Les limites à l’exploration de voies extra-européennes d’évacuation des ressources extraites du territoire russe sont essentiellement géographiques et logistiques : « géant aux narine bouchées » selon l’expression de Winston Churchill, la Russie ne bénéficie pas d’un accès aisé aux mers chaudes et à l’Atlantique, ni même, si l’on tient compte de l’occupation de l’espace russe, à l’océan Pacifique. Pour ce qui concerne les hydrocarbures, ses seules possibilités d’exportation à longue distance sont maritimes, or deux détroits bloquent les accès de la Russie à l’Atlantique et à la Méditerranée : celui d’Oresund au Nord, celui du Bosphore au Sud. Pour s’affranchir de ces contraintes tout en limitant sa dépendance envers son client ouest-européen, la Russie cherche à ouvrir de nouvelles voies de livraison d’hydrocarbures vers le Sud, l’Est et les Etats-Unis.

Au Sud, la Chine, deuxième importateur mondial d’hydrocarbures, est un partenaire potentiel de grande importance : la Russie n’occupe pour l’instant que la quatrième place sur la liste de ses pays fournisseurs. L’essentiel des exportations de pétrole russe vers la Chine, soit 5 % des quantités sortant de Russie, est acheminé actuellement par rail. Cette coûteuse solution n’est économiquement viable qu’en raison du niveau élevé actuel des cours mondiaux et n’offre pas de réelles perspectives de développement. Le projet d’oléoduc privé porté par Yukos, à destination du pacifique et de la Chine, ayant été abandonné lors du démantèlement de l’entreprise, les projets d’infrastructures dans cette région sont désormais pilotés par l’entreprise publique Transneft. C’est le cas du projet ESPO (East Siberia / Pacific Ocean), oléoduc de 4000 km capable d’acheminer 1,6 millions de barils par jour vers le Japon et la Chine, pour un coût variant entre 7 et 18 milliards de dollars suivant les estimations. Pour le gaz, les projets concernent deux gazoducs dont les tracés restent encore à finaliser.

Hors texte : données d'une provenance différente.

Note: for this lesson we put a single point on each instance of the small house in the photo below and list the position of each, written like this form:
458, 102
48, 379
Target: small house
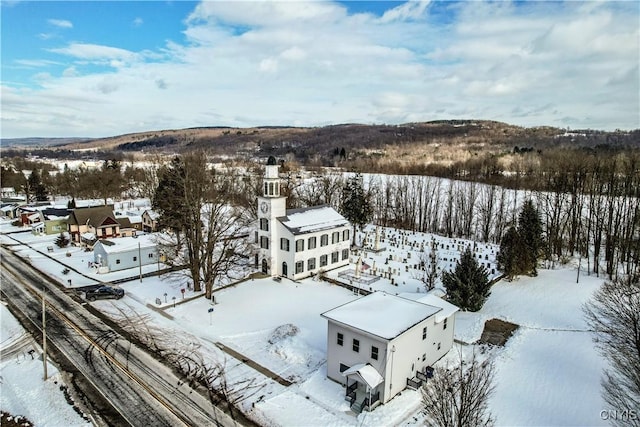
380, 344
150, 221
124, 253
98, 221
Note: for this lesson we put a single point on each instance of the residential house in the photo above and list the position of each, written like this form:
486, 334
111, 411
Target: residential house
124, 253
379, 344
85, 225
297, 243
150, 221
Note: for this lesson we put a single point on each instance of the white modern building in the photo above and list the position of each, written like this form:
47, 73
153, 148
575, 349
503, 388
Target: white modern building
297, 243
380, 344
125, 252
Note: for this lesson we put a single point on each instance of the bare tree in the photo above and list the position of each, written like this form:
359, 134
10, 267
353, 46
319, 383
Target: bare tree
429, 264
214, 231
614, 314
459, 396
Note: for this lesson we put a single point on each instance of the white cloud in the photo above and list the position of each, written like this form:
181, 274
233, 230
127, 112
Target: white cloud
94, 51
413, 9
311, 63
60, 23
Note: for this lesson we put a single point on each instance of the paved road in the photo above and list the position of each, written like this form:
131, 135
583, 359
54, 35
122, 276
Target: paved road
123, 383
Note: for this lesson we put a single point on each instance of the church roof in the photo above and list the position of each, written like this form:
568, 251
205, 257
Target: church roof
316, 218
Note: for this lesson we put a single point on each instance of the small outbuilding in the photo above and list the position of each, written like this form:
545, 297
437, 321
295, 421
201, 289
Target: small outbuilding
125, 252
380, 344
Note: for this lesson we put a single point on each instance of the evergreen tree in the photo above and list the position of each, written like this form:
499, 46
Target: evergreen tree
510, 257
62, 241
37, 187
356, 203
530, 232
468, 285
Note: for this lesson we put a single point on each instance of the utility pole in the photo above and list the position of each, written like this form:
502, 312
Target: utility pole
44, 337
140, 261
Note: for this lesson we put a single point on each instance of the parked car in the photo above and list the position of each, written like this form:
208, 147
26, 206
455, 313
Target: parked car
104, 292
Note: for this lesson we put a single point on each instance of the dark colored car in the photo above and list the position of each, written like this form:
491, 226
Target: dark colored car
104, 292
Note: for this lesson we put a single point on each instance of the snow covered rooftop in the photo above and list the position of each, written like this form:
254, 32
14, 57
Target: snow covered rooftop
447, 308
124, 244
312, 219
381, 314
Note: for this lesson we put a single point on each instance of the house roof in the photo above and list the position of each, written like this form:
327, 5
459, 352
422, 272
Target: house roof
316, 218
366, 373
95, 216
152, 214
381, 314
447, 308
125, 244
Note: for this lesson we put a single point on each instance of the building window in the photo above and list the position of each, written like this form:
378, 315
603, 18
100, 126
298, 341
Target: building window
323, 260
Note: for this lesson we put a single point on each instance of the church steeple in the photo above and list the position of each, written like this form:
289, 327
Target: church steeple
271, 179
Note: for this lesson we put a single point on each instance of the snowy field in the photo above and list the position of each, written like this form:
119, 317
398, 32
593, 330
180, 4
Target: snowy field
548, 373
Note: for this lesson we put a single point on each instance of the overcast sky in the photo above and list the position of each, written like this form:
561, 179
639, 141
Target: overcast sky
108, 68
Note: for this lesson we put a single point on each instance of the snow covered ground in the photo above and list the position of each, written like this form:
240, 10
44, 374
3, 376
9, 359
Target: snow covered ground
23, 391
548, 373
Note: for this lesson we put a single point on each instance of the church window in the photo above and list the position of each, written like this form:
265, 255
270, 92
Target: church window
323, 260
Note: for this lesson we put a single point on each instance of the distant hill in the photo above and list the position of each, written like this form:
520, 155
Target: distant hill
439, 141
38, 142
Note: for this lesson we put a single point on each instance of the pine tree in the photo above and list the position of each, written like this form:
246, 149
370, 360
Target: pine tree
356, 203
36, 186
530, 232
468, 285
62, 241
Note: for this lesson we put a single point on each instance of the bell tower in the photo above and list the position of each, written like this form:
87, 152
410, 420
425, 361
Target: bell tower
271, 205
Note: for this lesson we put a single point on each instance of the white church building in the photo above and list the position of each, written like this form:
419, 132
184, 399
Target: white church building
297, 243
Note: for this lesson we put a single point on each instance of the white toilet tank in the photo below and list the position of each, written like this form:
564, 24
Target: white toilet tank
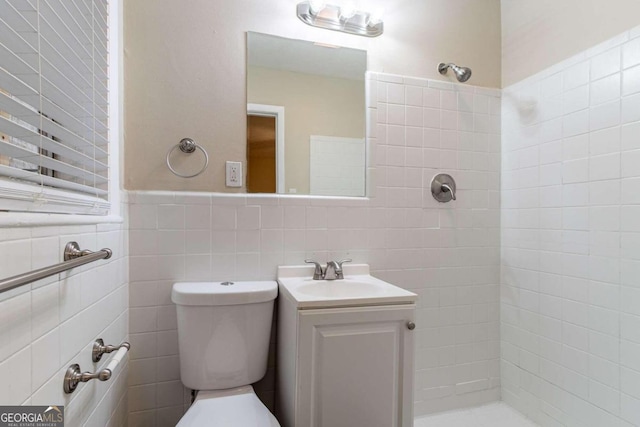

A l’Est, les gisements et installations de l’île de Sakhaline, sur l’Océan Pacifique, offrent de réelles perspectives d’ouverture sur les marchés asiatiques, aussi bien pour le gaz que pour le pétrole22. Au Nord, la mer de Barents offre un débouché possible vers le marché américain. Les projets portés par Gazprom, Rosneft et Transneft consistent à réaliser un oléoduc et un gazoduc vers les ports de Mourmansk, Arkhangelsk ou d’Indiga sur la Mer Blanche à partir du gisement du bassin Timan-Pechora. L’indisponibilité de certains de ces ports durant l’hiver suscite des interrogations sur les terminaux à privilégier. L’objectif est d’exporter entre 1,6 et 2,5 millions de barils par jour à partir de ces terminaux et de mettre sur pied des infrastructures de liquéfaction du gaz naturel pour exporter le gaz par bateau.

En parallèle, la Russie affirme son statut de puissance autonome en poursuivant une politique de rapprochement avec deux autres grands producteurs d’énergie : l’Algérie et l’Iran. Avec l’Algérie, les accords de coopération énergétique ont débouché sur l’exploration et le développement conjoint par Sonatrach (Algérie), Rosneft et Stroytransgaz (Russie) d’un gisement pétrogazier dans le sud Algérien et sur l’échange d’actifs entre Sonatrach et Gazprom. Les négociations avec l’Iran sont moins mises en valeur, du fait de la mise au ban du pays par les Etats-Unis et l’ONU. Elles se poursuivent toutefois : l’idée d’un « OPEP du gaz » regroupant entre autres l’Algérie, l’Iran et la Russie, a été considérée publiquement par Vladimir Poutine, dans une expression savamment dosée, comme « valant la peine d’y songer »23. La Russie a également confirmé son intention de coopérer à la construction d’un gazoduc reliant l’Iran et l’Inde à travers le Pakistan24, montrant sa volonté de s’inscrire dans les négociations énergétiques entre les grands consommateurs asiatiques (Inde et Chine) et les grands pôles de production (Moyen-Orient et Asie centrale). Le fait que la Russie qui, via l’entreprise Atomstroyexport, assure la construction de centrales nucléaires en Iran, en Chine et en Inde, ait commencé à développer une coopération dans le domaine du nucléaire civil avec l’Algérie, est une indication significative à cet égard. Clairement, la volonté actuelle est d’éviter de se laisser enfermer dans une relation trop exclusive avec l’Union Européenne.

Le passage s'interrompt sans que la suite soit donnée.